TD set are key enablers for model design and model training. TD sets helps you leverage all the work done at data acquisition and feature engineering level to iteratively build, train and test machine learning models.

Note

Each model designed and trained with the TranzAI platform is associated with a training data set that consolidates all data transformations and data lineage information.

Exploratory Data Analysis (EDA) on TD sets

The EDA performed on your training data set is a critical step in your machine learning workflow as it will provide a better understanding of the data used for designing and training your models.

The TranzAI platform provides a default EDA component that is executed for each new TD set created. Specialized EDA dashboards can be created through the analytics GUI to provide a more accurate understanding of the data available for training.

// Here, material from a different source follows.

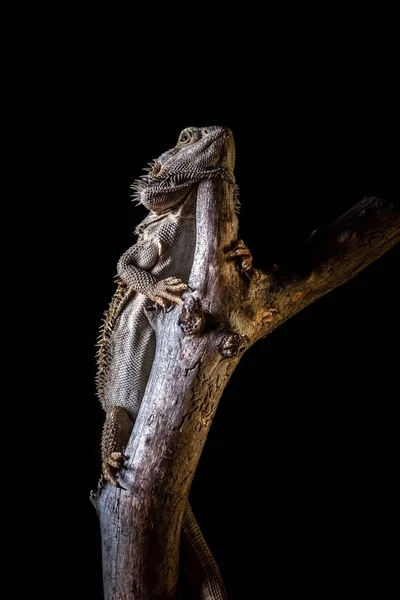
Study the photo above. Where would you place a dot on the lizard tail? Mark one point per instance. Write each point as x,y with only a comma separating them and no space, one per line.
199,563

Training data set statistics

Exploratory Spatial Data Analysis (ESDA) on TD sets

Spatiotemporal data being complex data by nature, it is highly recommended to use the data visualization and analytical tools of the TranzAI platform to create EDA dashboards that combines time serie and spatial visualization for a better assessment of the quality and characteristics of the available data.

TD set creation workflow

Target definition

The target feature should be the first variable that you define in your training dataset. If you have defined your features through the TranzAI feature store GUI, the selection of the target feature simply requires to select the field used as the response variable in one of the table that you associate to your TD set.

Feature extraction

The extraction of a TD set is based on a custom query that is run against the feature store. To secure data lineage at the model level, TranzAI's GUI provides an SQL query wizard that verifies that the query contains all features associated with the TD set.

Training data set management

Pipeline execution

Running a TD pipeline simply requires executing the query once it matches the definition of the TD set.

Note

Once a TD set is extracted, it cannot be modified because its definition and statistical characteristics are an intrinsic part of all training workflows that will use this TD set.